Présenté en compétition à Cannes dans la catégorie *Un Certain Regard*, *Santosh* de Sandhya Suri est un thriller politique et féministe d'une rare intensité. Injustement boudé au palmarès, ce film offre pourtant un regard nuancé et captivant sur une Inde gangrenée par la corruption, le sexisme institutionnel et les humiliations liées au système des castes.
L'intrigue nous emmène dans une région rurale du nord de l'Inde, où Santosh, une jeune veuve, hérite du poste de son défunt mari et devient policière, comme le permet la loi. Le récit s'articule autour de l'enquête qu'elle mène sur le meurtre d'une jeune fille de caste inférieure, aux côtés de l'inspectrice Sharma, figure charismatique et ambigüe qui la prend sous son aile.
Le film de Sandhya Suri se distingue par sa capacité à éviter les pièges du manichéisme. Loin de présenter la corruption et la violence comme des maux externes imposés à des personnages innocents, Suri choisit de les aborder comme des réalités complexes, omniprésentes et quasi universelles. C'est là que réside toute la force et l'originalité de *Santosh* : le film explore l'ambiguïté morale de ses personnages avec une audace rare. La supérieure de Santosh, l'inspectrice Sharma, incarne à elle seule cette ambivalence. À la fois mentor bienveillante et représentante d'un système corrompu, elle pousse Santosh à confronter ses propres valeurs éthiques dans un monde où les certitudes se désagrègent.
La performance de la protagoniste, Santosh, est poignante. Cette femme, bienveillante et idéaliste, est progressivement confrontée à une réalité qui met à l'épreuve ses convictions et sa morale.

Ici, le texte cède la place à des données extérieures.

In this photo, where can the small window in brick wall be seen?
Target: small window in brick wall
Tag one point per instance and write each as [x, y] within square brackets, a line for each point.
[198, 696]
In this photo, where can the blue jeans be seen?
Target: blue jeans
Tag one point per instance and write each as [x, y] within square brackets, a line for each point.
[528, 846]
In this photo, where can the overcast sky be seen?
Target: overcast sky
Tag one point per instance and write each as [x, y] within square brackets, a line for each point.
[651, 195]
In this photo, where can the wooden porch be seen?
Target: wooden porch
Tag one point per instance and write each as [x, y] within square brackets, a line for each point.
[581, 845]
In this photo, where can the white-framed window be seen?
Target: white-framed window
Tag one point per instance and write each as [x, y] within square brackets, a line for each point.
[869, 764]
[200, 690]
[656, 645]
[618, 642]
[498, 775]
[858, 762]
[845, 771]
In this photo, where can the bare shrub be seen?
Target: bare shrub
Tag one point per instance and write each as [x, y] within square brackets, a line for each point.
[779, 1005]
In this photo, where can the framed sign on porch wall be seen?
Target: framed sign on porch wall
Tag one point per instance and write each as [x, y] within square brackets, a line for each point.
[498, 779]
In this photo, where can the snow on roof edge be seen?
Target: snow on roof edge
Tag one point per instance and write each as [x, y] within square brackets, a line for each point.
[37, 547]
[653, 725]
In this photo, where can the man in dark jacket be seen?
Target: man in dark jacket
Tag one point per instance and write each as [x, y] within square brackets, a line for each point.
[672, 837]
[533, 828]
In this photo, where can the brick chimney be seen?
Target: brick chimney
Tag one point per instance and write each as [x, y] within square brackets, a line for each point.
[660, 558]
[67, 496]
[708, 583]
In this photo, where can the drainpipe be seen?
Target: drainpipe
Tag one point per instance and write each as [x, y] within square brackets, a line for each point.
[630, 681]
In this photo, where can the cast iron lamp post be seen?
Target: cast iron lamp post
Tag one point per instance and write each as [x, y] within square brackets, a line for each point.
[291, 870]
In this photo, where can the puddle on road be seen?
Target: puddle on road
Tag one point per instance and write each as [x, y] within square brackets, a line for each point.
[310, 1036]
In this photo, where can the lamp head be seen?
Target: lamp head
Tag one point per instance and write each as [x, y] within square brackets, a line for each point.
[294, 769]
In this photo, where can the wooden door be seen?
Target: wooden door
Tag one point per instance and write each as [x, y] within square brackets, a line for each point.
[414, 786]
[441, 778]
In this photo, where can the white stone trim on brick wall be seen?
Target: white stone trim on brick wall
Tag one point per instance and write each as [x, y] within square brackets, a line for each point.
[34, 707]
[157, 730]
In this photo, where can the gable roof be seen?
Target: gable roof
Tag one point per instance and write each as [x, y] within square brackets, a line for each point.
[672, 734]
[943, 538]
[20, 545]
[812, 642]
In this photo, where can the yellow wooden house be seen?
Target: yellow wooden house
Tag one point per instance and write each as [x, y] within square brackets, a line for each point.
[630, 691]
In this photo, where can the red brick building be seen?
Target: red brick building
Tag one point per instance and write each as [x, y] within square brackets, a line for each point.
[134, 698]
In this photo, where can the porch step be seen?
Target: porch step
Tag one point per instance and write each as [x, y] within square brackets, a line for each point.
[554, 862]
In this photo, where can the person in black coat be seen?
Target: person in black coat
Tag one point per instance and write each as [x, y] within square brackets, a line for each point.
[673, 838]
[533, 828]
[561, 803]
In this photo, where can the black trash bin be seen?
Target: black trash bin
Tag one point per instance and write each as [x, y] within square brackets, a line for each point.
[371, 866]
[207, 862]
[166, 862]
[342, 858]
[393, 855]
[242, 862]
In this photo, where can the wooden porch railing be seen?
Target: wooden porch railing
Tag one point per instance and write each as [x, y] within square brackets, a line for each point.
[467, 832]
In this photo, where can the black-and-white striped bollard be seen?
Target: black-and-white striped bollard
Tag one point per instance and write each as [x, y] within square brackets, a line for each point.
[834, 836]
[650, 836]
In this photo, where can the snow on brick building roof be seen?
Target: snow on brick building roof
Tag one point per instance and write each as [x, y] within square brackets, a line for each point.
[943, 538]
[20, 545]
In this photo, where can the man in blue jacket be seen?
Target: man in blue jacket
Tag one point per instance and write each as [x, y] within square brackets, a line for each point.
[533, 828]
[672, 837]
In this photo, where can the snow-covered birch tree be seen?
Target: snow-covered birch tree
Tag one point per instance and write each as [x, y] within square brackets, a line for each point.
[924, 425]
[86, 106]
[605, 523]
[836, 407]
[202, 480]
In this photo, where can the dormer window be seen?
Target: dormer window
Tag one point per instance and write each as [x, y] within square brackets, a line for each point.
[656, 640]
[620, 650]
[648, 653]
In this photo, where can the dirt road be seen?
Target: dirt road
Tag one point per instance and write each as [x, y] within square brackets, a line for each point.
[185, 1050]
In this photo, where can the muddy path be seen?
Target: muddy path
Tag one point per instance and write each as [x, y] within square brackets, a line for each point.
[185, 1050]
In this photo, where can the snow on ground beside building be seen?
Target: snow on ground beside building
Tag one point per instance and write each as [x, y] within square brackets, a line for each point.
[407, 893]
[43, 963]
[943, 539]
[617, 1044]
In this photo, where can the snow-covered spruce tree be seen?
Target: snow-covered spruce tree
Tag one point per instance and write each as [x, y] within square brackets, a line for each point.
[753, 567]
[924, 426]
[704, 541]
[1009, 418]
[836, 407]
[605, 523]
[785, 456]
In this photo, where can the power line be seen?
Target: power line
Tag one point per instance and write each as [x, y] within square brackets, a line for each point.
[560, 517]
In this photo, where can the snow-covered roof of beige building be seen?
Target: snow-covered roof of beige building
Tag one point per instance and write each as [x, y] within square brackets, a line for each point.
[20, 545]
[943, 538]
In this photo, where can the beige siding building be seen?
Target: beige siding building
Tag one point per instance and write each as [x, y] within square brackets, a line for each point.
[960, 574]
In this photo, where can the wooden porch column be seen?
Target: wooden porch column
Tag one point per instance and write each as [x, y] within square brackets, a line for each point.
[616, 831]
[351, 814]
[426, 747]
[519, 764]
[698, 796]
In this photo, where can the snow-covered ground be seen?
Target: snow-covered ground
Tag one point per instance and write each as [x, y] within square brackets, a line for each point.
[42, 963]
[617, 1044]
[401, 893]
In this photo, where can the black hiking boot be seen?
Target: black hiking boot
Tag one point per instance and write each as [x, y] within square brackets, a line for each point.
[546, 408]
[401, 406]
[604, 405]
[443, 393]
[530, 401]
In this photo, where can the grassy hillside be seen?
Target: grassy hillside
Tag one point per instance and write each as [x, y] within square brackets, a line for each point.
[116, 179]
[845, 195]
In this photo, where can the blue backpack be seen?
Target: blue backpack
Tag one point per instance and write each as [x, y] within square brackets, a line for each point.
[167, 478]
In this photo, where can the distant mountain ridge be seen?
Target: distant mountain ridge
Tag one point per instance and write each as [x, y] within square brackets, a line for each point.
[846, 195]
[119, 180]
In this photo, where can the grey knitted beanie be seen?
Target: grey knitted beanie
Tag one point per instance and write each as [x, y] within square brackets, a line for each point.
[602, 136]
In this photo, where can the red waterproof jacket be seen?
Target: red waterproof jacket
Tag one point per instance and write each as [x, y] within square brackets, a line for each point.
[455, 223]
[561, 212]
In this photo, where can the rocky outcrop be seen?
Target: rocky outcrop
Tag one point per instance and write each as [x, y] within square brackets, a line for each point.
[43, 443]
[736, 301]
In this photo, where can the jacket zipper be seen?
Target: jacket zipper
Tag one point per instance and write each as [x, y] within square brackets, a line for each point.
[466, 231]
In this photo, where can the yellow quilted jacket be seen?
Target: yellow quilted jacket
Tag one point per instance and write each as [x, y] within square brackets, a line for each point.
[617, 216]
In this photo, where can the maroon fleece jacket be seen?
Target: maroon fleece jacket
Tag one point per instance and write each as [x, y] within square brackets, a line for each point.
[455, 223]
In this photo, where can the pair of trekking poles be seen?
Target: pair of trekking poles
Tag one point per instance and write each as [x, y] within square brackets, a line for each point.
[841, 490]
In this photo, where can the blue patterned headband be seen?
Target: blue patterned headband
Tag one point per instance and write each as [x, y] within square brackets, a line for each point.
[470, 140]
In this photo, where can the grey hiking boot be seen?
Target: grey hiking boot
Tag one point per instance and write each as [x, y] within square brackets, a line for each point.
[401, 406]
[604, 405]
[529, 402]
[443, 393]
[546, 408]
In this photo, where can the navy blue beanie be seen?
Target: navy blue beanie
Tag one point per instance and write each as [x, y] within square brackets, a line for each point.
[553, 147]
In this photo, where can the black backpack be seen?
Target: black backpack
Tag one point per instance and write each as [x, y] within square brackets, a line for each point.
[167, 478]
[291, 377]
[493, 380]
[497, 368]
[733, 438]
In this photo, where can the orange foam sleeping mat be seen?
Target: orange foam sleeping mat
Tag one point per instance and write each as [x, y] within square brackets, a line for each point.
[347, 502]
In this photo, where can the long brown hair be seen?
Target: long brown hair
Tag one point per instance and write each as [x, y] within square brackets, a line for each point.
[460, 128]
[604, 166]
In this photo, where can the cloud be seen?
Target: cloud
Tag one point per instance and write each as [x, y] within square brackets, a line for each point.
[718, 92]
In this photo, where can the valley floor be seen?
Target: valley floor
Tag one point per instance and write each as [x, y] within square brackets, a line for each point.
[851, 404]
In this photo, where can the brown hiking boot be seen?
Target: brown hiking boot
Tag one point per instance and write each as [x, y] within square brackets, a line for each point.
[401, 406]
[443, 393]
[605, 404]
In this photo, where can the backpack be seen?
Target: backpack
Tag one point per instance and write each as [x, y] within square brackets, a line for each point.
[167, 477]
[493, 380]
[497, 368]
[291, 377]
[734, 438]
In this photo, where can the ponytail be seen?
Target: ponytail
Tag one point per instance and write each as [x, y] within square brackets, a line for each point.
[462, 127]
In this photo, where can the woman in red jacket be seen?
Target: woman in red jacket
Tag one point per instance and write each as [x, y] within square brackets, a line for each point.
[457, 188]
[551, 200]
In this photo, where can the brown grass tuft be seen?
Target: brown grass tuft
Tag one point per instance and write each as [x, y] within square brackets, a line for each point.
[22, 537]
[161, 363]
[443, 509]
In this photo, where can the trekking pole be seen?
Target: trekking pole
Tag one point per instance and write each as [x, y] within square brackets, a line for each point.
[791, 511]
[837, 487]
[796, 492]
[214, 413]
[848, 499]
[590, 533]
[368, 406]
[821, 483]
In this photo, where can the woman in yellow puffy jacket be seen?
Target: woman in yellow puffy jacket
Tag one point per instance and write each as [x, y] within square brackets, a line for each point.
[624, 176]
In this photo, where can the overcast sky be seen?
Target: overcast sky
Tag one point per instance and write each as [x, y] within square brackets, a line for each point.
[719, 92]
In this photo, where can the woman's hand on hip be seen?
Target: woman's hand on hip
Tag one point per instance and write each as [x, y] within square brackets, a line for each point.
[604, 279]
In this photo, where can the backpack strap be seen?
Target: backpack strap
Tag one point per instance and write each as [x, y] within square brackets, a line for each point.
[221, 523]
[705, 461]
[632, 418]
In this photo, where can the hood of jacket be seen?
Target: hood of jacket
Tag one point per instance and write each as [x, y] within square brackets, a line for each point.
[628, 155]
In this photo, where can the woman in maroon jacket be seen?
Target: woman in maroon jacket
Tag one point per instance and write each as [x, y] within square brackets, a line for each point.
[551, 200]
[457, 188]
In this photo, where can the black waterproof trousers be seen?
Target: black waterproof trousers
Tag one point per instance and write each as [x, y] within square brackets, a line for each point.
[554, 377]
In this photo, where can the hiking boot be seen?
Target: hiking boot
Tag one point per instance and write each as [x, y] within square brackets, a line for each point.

Le film peint avec une subtilité redoutable le dérèglement éthique qui s'opère en elle, illustrant la manière dont le système peut broyer même les âmes les plus pures.
*Santosh* est bien plus qu'un simple thriller policier : c'est un miroir sans concession de l'Inde moderne, où la corruption est omniprésente, mais où l'espoir de changement persiste malgré tout. Sandhya Suri, par son approche courageuse et non condescendante, transcende les clichés habituels des récits de dénonciation pour offrir une réflexion complexe et profondément humaine.
En fin de compte, *Santosh* est un film puissant et nécessaire, qui mérite bien plus que la reconnaissance qui lui a été accordée à Cannes. Suri nous livre ici une œuvre passionnante, dérangeante et indispensable, à voir absolument pour comprendre les défis de l'Inde contemporaine, mais aussi pour questionner notre propre rapport à l'éthique face à l'injustice systémique.